ASALA’NIN PARİS KATLİAMI
Artin Penik, kısa süre sonra haklı çıkacaktı: Bir yıl sonra, 15 Temmuz 1983 günü ASALA, kendisine en çok göz yuman Avrupa ülkesi Fransa’nın başkenti Paris’te Orly Havaalanı’na yönelik saldırı gerçekleştirdi. Olayda patlatılan bomba ile ikisi Türk, dördü Fransız, biri Amerikalı ve biri İsveçli olmak üzere sekiz kişi öldü, 28’i Türk, 55 kişi de yaralandı. Türk diplomatları katlederken seyreden dünya kamuoyu, Paris saldırısı sonrası ASALA’ya ortak cephe almaya başladı, böylece sonu getirildi.

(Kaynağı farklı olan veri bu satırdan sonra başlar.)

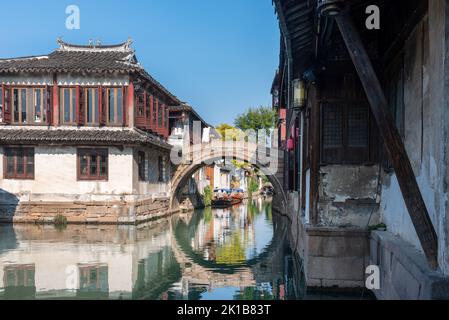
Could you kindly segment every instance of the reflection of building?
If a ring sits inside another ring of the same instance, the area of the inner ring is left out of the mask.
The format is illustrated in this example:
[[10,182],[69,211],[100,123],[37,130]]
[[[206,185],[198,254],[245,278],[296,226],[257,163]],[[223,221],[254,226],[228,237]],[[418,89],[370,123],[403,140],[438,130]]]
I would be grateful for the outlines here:
[[3,268],[5,299],[34,299],[36,268],[34,264],[10,264]]
[[109,296],[108,265],[79,264],[78,298],[107,298]]
[[[104,226],[101,232],[70,225],[61,241],[53,227],[17,226],[19,246],[0,254],[0,299],[129,299],[145,285],[141,281],[157,287],[177,268],[168,229],[167,223],[139,230]],[[3,236],[0,229],[0,241]],[[141,261],[147,267],[144,278]],[[157,299],[153,293],[151,299]]]

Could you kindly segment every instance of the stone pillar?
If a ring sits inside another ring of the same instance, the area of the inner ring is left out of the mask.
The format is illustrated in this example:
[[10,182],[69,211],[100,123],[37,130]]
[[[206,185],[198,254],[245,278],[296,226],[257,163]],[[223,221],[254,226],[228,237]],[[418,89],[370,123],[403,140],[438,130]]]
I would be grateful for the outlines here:
[[129,82],[127,99],[126,99],[126,114],[128,117],[128,127],[134,127],[134,83]]
[[59,88],[56,79],[53,82],[53,125],[59,125]]

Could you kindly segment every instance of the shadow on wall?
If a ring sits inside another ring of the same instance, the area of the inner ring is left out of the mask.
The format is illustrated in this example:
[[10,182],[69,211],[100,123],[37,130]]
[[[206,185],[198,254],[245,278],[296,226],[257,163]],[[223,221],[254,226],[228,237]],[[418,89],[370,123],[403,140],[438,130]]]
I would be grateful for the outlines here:
[[0,189],[0,254],[17,246],[12,222],[18,205],[16,195]]

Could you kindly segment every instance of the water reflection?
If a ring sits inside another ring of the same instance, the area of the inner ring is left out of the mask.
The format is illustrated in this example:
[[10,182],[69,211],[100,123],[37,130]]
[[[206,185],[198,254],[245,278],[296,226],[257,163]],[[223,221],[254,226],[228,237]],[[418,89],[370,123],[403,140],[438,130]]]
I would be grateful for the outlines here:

Bunu hatırlatmamın nedeni, Azerbaycan topraklarını işgal eden Ermenistan’ın sivillere yönelik saldırısı sonrası başlayan savaş nedeniyle Türkiye’de bir kısım insanların, Türkiye’de yaşayan Türk vatandaşı Ermenileri de hedef alan söz ve davranışlarıdır.
PENİK VE DİNK’İ UNUTMAYIN
Artin Penik, Ermeni teröristlerin saldırılarına karşı canını feda ederek tepki gösteren Ermeni asıllı bir Türk vatandaşıydı. Türklere “kardeşim”, Türkiye’ye “vatanım” diyordu. Tıpkı Türk ve Ermeni kardeşliğinin simgesi gazeteci Hrant Dink gibi. O da Karabağ konusunda açıklama yaparken, “Ermenistan işgal ettiği topraklardan çekilmelidir” diyecek kadar hakkaniyetli biriydi.
Nitekim onun barışçı söylemi karanlık odaklar tarafından hedef alındı, 2007 yılında gazetesinin önünde suikasta uğradı. Biz tetikçi ve tetikçileri kullanan kökü Amerika’da olan FETÖ terör örgütünü gördük ama onların arkasındaki odaklar hâlâ karanlıktadır.
Elbette Ermenistan haksızdır, işgalcidir ama buna tepki verirken kardeşimiz olan Ermeni azınlık üyelerini rahatsız etmeyecek tutum takınılmalıdır.
Ermeni Patrikhanesi’nin etrafında Azerbaycan bayraklarıyla tur atılması gibi hedef gösteren tutumlara engel olunması yanında, bu vatanın bir parçası olan
Ermeni kardeşlerimizi tedirgin edecek söylemden dahi kaçınılması gerekmektedir.
Evet, Ermenistan işgalcidir. Evet, haksızdır ama unutmayın, Artin Penik bu vatan için kendini feda etti, unutmayın Hrant Dink, bu ülkede kardeşçe yaşamak için çırpınırken katledildi.
Ne acılarımızı ne de onları unutun ama bizi bölmeyi amaçlayan provokatörlere karşı durun.